Erected as the Vicariate Apostolic of the Midlands District in 1688, the vicariate grew very slowly until the advent of the industrial revolution. The name was changed in 1840 to the Vicariate Apostolic of Central District and a new vicariate created out of the eastern district.

Interior of Our Lady's Church

In September 1850, the vicariate was elevated to a full diocese, as the Diocese of Birmingham, along with the Diocese of Nottingham and the Diocese of Shrewsbury. The diocese was then suffragan diocese of the Archdiocese of Westminster.

The Diocese of Birmingham was elevated to archdiocese status on 28 October 1911.

The Metropolitan Province includes the suffragan dioceses of Clifton and Shrewsbury.
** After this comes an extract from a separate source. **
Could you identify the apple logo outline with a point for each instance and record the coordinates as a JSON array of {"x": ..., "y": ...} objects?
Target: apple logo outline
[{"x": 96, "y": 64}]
The Archbishop is Bernard Longley, who was named the ninth Archbishop of Birmingham on 1st October 2009. He succeeds the Archbishop of Westminster, the Most Reverend Vincent Nichols (2000-2009). Bishop Longley was installed as Archbishop of Birmingham at the Metropolitan Cathedral and Basilica of Saint Chad on the 8th December 2009, the Solemnity of the Immaculate Conception and one of the patronal feasts of the Archdiocese, St Chad being the other.